# Getting enough Nitrogen?



## RNCollins (Dec 16, 2014)

I fertilize my orchids once a week. I usually alternate between K-Lite (12-1-1) and Dyna-Gro Orchid Pro (7-8-6). The weeks that I am using the Dyna-Gro, do you think my orchids are getting enough Nitrogen? My orchids leaves are all a healthy looking green color...


----------



## gonewild (Dec 16, 2014)

The answer to your question depends on how strong you make the fertilizer. 
But if they look good the the answer can be 'yes'.
If you are asking is it the perfect amount, not too little or not too much then you need to provide more info.


----------



## RNCollins (Dec 16, 2014)

K-Lite: 40 ppm N
Dyna-Gro: 23 ppm N

Is that too low for once a week? I use R/O water.


----------



## Erythrone (Dec 16, 2014)

It depends also on temperature, light, etc....


----------



## gonewild (Dec 16, 2014)

How may times do you water with plain water between fertilizer applications?


----------



## PaphMadMan (Dec 16, 2014)

May depend on media as well, but if you have good growth and healthy green that's really all that matters.


----------



## Ozpaph (Dec 16, 2014)

I think its plenty. If the plants look good, you're OK.
Im increasingly of the opinion that 'less is more', generally.


----------



## orcoholic (Dec 16, 2014)

yes


----------



## RNCollins (Dec 16, 2014)

gonewild said:


> How may times do you water with plain water between fertilizer applications?
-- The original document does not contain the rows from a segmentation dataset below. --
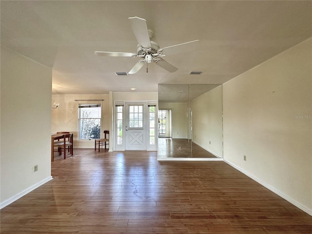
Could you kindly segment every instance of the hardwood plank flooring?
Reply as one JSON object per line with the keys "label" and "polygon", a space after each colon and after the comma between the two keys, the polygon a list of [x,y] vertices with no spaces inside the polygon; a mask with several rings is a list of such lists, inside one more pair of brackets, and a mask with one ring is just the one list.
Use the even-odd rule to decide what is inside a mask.
{"label": "hardwood plank flooring", "polygon": [[312,233],[312,216],[223,162],[74,152],[1,210],[1,234]]}

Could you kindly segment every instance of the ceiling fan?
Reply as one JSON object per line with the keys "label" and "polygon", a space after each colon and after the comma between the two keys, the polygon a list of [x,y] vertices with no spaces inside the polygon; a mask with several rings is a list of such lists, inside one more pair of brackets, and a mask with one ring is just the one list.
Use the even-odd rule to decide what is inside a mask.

In the winter I don't usually need to water between fertilizer applications (once a week). The room is very cool, I try to keep the humidity around 60%... So the pots take longer to dry out between waterings.

I should be flushing between fertilizing, right?


----------



## gonewild (Dec 17, 2014)

RNCollins said:


> In the winter I don't usually need to water between fertilizer applications (once a week). The room is very cool, I try to keep the humidity around 60%... So the pots take longer to dry out between waterings.
> 
> I should be flushing between fertilizing, right?



Your N rate and application looks pretty good. 

No need to flush between fertilizer applications as long as you water thoroughly when you do fertilize. Excess salts will flush out at that time.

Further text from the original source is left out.